Rory knew he was right, and she couldn’t tempt fate any longer. Someone was bound to come along the trail soon. In any case, Harvey had said his men had run interference to keep Gideon’s people from following her car, but she wouldn’t put it past Javier to have her vehicle bugged. For all she knew, Gideon might even have put a tracking device on her phone. She was going to look the second Harvey was gone. She should have considered that right away. She’d been too upset to reason everything out.

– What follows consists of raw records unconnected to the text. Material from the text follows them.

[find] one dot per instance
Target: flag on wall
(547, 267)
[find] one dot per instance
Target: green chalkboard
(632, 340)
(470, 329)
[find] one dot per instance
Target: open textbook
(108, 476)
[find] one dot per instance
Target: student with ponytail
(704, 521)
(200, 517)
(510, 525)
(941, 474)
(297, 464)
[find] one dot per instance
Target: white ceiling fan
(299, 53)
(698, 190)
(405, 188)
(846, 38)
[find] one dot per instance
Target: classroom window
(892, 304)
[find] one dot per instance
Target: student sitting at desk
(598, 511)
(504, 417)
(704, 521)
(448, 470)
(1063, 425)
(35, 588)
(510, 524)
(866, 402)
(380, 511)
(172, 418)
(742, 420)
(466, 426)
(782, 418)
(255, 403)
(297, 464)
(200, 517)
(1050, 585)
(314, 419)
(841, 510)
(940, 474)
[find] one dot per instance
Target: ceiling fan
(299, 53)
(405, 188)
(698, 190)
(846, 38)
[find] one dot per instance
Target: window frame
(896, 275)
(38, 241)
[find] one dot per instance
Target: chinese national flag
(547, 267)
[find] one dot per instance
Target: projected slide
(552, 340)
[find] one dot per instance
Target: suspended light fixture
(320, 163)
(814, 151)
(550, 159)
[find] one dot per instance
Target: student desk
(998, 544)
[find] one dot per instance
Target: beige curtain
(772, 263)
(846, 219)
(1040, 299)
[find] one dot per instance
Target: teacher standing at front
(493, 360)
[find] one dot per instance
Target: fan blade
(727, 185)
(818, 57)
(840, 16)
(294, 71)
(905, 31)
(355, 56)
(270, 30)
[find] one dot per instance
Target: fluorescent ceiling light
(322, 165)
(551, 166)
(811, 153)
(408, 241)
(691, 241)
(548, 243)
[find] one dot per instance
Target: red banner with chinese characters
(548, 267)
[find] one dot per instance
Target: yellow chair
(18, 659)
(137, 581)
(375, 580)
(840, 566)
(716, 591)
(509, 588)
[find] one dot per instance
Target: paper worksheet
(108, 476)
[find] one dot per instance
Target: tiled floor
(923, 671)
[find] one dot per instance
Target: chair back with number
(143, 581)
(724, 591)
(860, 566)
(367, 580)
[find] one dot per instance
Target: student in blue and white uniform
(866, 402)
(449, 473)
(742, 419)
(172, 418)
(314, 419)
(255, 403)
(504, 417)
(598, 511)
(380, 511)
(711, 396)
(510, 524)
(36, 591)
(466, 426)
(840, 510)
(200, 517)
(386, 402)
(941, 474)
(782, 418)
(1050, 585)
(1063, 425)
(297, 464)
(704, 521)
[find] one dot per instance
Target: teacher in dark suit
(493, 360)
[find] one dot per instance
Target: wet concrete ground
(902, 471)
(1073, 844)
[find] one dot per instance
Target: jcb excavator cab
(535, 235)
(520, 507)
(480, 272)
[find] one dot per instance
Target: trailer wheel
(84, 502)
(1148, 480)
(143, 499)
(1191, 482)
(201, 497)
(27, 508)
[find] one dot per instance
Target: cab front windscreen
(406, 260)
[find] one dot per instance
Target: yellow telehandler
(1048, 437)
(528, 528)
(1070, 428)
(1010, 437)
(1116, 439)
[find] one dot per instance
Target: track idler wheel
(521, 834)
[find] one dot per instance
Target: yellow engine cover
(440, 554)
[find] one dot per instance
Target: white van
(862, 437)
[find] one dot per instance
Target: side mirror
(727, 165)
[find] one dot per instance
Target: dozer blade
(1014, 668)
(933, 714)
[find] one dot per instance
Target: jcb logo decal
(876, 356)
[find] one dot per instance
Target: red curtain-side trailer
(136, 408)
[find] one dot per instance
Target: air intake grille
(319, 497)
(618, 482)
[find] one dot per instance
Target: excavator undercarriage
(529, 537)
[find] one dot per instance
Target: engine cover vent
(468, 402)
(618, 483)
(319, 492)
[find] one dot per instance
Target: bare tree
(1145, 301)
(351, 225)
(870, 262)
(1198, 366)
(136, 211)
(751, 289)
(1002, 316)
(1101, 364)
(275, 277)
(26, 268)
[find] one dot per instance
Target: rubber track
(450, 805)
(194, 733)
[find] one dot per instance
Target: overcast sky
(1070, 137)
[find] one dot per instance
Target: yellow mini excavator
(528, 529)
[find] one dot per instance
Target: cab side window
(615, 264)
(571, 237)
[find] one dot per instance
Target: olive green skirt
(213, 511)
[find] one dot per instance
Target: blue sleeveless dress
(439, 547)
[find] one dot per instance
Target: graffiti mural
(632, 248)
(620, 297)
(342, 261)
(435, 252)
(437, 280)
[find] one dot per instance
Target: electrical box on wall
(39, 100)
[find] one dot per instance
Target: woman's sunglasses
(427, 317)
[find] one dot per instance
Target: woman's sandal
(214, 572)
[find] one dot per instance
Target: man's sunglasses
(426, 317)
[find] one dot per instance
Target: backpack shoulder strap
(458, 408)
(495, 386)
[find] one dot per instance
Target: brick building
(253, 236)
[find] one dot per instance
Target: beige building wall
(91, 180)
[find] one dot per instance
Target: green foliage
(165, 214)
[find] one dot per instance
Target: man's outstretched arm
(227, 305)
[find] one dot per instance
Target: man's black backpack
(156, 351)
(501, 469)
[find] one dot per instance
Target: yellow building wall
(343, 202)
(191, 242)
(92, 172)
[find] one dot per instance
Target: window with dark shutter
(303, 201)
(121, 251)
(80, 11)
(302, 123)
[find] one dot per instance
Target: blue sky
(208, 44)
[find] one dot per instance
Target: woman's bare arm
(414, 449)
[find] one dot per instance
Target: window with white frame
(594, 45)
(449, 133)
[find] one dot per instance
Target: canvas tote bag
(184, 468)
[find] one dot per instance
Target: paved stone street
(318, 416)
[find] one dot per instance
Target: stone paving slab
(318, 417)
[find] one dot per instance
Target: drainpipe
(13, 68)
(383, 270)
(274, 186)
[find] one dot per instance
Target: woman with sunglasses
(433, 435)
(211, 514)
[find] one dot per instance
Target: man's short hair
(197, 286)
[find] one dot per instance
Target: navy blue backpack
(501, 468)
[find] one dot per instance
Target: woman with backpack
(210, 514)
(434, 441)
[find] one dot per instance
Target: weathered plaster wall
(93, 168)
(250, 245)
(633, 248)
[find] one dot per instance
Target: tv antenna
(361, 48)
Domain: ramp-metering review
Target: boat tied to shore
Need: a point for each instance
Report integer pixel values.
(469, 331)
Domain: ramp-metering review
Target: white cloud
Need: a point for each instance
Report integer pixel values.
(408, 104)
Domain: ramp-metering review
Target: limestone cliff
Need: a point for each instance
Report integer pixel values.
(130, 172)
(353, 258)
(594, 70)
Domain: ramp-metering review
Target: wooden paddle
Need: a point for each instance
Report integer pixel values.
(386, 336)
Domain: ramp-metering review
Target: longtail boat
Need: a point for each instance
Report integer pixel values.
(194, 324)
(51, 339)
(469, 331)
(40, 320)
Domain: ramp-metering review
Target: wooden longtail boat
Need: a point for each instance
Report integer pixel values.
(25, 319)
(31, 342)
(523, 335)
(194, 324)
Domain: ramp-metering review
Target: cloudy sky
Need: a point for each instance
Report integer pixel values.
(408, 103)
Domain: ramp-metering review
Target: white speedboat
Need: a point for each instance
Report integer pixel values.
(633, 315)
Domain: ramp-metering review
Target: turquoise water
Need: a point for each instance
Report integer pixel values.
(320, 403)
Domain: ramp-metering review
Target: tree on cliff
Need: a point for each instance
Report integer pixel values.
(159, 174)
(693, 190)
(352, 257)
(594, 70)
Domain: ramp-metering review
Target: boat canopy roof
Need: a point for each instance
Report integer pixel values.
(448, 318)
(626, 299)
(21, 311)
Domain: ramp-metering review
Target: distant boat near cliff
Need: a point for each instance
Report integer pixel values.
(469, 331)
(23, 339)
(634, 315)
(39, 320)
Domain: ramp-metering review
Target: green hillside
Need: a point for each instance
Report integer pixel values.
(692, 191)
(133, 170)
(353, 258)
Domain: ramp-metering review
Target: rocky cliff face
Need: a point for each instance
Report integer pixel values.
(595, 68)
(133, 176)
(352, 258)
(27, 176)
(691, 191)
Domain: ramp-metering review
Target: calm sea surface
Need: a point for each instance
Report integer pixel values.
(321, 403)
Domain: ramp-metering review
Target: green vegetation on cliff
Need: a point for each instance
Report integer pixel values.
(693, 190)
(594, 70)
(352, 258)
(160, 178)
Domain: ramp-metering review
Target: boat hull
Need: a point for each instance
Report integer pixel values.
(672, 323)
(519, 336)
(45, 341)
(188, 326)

“You’d better go before someone comes along and sees us together,” she told him. “But thank you for talking to me.”

“Keep that card with the number on it for emergencies. If you call it, someone will answer and help you.” Harvey lifted a hand, turned away from her and walked up the trail leading toward the lake.

Rory watched him go until he disappeared around a bend. She turned back toward the parking lot, sliding the knife back into the small sheath inside her jacket. She had a long walk and a lot to think about.

Taking out her phone, she permanently deleted the screenshot of the message Gideon had taken that Tinsdale had sent to Harvey. Maybe she should have told Harvey about unsealing the message and how Gideon had taken a screenshot. She didn’t know if he had duplicated the message before he had deleted it or sent it to someone else. He could have. She didn’t trust him anymore. But she wasn’t taking any chances with Harvey going from being nice to pulling out a gun and shooting her.

She took her time walking back, turning over the things Gideon had told her about GhostWalkers. She realized her nightmares fit with everything he’d said. Or maybe he’d taken her nightmares into account so she would have reason to recognize pieces of what he told her. As much as she wanted that to be the truth, in her gut, she knew it wasn’t.